Michal Korkosz published “Polish’d: Modern Vegetarian Cooking From Global Poland” in 2023, but it deserves a mention in this roundup. Korkosz strives to release traditional Polish cooking from its meat-and-potatoes-heavy stereotype to forge a cuisine that is as fresh as it is Polish. This is Korkosz’s second vegetarian cookbook. His first drew heavily on his childhood memories and on the kitchen skills honed by watching his grandma cook and then deconstructing her recipes. At the time, he writes, he sought to stay within what he understood to be historical Polish dishes. 

As he pursued a graduate degree in international relations and sociology, his theses focused on culinary diplomacy and politically-shaped patterns of eating. He interviewed Polish members of parliament and had them articulate what they consider to be a “distinguishing” feature of Polish cuisine. (A traditional grated salad with fresh vegetables, apples, carrots, and cabbage was one quick reply.) But he also realized that casting backward to define Polish cuisine and analyze national identity ignored the present cooking and eating practices of his friends. 
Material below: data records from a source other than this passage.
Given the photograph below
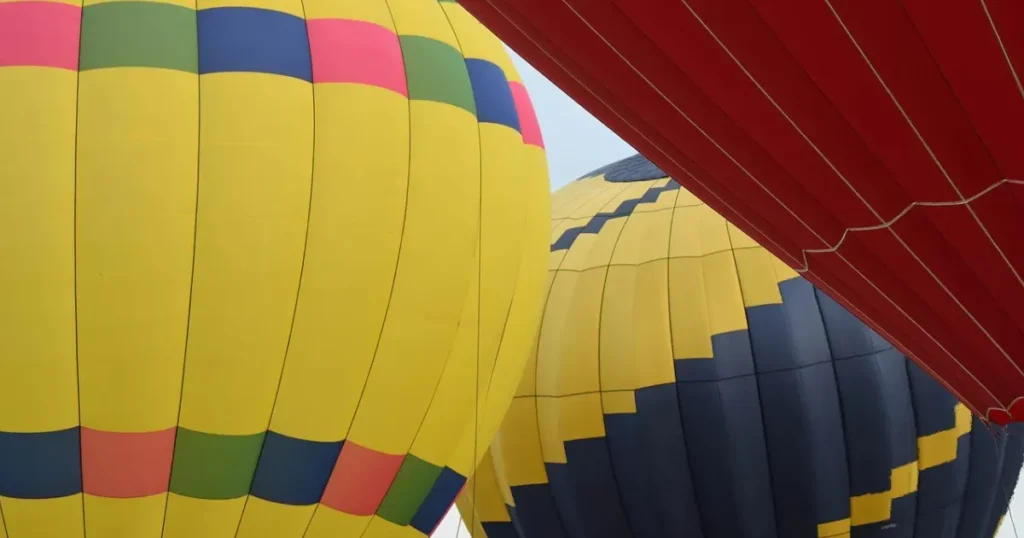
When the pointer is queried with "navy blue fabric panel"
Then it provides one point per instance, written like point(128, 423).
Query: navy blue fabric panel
point(536, 513)
point(938, 522)
point(899, 406)
point(847, 335)
point(515, 522)
point(294, 470)
point(40, 465)
point(985, 461)
point(806, 449)
point(252, 40)
point(728, 459)
point(771, 339)
point(807, 331)
point(869, 438)
point(934, 406)
point(493, 94)
point(566, 239)
point(636, 168)
point(900, 526)
point(732, 359)
point(648, 453)
point(587, 493)
point(941, 488)
point(441, 495)
point(500, 530)
point(1009, 473)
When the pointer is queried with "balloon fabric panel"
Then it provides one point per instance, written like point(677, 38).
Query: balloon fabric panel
point(687, 382)
point(235, 232)
point(868, 145)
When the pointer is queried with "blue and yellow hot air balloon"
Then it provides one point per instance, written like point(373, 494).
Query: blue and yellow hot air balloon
point(688, 383)
point(267, 267)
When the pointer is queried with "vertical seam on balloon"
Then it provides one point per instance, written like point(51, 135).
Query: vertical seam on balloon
point(770, 194)
point(479, 263)
point(970, 463)
point(672, 346)
point(839, 401)
point(537, 380)
point(78, 366)
point(302, 266)
point(1003, 47)
point(192, 277)
point(755, 374)
point(955, 189)
point(916, 436)
point(537, 369)
point(597, 362)
point(397, 259)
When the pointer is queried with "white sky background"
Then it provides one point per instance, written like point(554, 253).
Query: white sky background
point(577, 143)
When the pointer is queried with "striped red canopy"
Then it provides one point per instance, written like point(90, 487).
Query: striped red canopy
point(876, 146)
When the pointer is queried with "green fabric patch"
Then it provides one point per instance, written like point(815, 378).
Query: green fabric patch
point(409, 490)
point(436, 72)
point(210, 466)
point(139, 35)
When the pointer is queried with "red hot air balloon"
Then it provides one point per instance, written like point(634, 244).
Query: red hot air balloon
point(875, 146)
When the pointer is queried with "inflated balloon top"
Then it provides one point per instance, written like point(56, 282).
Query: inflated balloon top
point(875, 146)
point(269, 267)
point(688, 383)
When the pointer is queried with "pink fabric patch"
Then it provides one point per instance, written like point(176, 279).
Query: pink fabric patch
point(42, 34)
point(355, 51)
point(126, 465)
point(527, 118)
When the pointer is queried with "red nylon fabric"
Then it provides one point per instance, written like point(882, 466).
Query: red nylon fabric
point(875, 143)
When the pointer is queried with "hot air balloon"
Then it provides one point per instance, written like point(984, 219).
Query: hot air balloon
point(687, 382)
point(872, 146)
point(268, 267)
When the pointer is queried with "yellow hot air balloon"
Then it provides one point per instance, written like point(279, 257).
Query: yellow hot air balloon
point(687, 383)
point(269, 267)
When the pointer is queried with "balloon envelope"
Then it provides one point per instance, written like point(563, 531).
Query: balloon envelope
point(688, 383)
point(250, 283)
point(871, 145)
“Polish cooking has always been multicultural,” Korkosz writes, a patchwork of regional recipes influenced by Eastern, Turkish, Ruthenian, German, French, Italian, and Jewish traditions. His cookbook aims to capture 21st-century Polish cuisine as it shifts into vegetable-forward dishes seasoned with spice blends like the warm and nutty dukkah or earthy za’atar. Yes, there are pierogies stuffed with goat cheese, honey, and marjoram. But there are also abundant dishes with tofu as the protein and the “new Sunday roast” – a head of cauliflower roasted and seasoned with chanterelle sauce, rye croutons, and chives. This is a cookbook that captures the appetites and hunger of young Europeans who love a good Parisian brunch café, reflected in a recipe for a gooey, open-faced croque madame that swaps out ham for eggplant, but also retreats into the familiarity of pickles and dill, cornerstones of Polish cuisine.
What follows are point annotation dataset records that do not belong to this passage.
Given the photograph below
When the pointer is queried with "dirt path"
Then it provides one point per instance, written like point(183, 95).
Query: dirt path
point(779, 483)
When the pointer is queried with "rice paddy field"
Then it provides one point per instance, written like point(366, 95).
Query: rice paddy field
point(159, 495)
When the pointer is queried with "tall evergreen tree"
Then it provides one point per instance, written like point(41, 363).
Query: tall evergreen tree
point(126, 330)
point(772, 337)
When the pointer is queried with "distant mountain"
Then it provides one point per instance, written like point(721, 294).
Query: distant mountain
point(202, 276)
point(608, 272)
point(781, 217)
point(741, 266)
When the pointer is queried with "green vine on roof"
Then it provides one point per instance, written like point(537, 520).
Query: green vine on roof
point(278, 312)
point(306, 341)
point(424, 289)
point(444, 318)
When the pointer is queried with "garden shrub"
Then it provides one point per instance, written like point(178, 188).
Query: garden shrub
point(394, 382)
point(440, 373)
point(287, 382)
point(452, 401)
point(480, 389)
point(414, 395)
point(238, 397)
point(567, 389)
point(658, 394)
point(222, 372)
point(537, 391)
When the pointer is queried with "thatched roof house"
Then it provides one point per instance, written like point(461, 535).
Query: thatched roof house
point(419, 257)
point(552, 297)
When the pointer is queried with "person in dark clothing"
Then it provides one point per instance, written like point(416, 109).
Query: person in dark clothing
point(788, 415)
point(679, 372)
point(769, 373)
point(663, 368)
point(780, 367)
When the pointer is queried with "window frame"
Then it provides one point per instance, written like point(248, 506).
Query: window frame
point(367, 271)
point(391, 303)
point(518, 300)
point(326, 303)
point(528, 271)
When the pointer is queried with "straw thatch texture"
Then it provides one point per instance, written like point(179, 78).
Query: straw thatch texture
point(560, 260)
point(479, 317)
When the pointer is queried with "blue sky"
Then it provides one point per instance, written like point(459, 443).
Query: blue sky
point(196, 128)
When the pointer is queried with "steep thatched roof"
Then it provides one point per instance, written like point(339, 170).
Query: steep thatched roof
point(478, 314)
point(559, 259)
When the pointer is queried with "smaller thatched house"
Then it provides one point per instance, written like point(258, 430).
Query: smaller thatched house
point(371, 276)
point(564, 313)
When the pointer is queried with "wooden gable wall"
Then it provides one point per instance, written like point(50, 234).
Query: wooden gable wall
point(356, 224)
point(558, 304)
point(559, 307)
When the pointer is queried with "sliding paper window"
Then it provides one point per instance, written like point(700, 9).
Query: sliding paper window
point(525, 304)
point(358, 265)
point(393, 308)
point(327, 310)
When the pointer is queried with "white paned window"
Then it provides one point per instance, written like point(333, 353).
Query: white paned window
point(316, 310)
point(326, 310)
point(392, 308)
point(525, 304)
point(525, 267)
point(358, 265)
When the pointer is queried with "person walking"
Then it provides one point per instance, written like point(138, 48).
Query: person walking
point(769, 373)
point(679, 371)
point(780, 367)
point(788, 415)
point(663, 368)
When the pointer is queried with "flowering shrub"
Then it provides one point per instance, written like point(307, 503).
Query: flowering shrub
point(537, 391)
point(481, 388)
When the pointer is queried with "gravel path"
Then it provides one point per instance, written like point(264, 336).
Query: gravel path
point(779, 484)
So what is truly “authentic” food? Is it simply a culinary moment in time captured in a specific place? Von Bremzen says while her cultural food explorations poked holes in the creation stories around some dishes, she emerged with a greater respect for cherished culinary beliefs. 

“Things are what we believe them to be, especially around food. Because there is no [food] truth,” she says. “So who knows what awaits us and what food trends will come out of that.”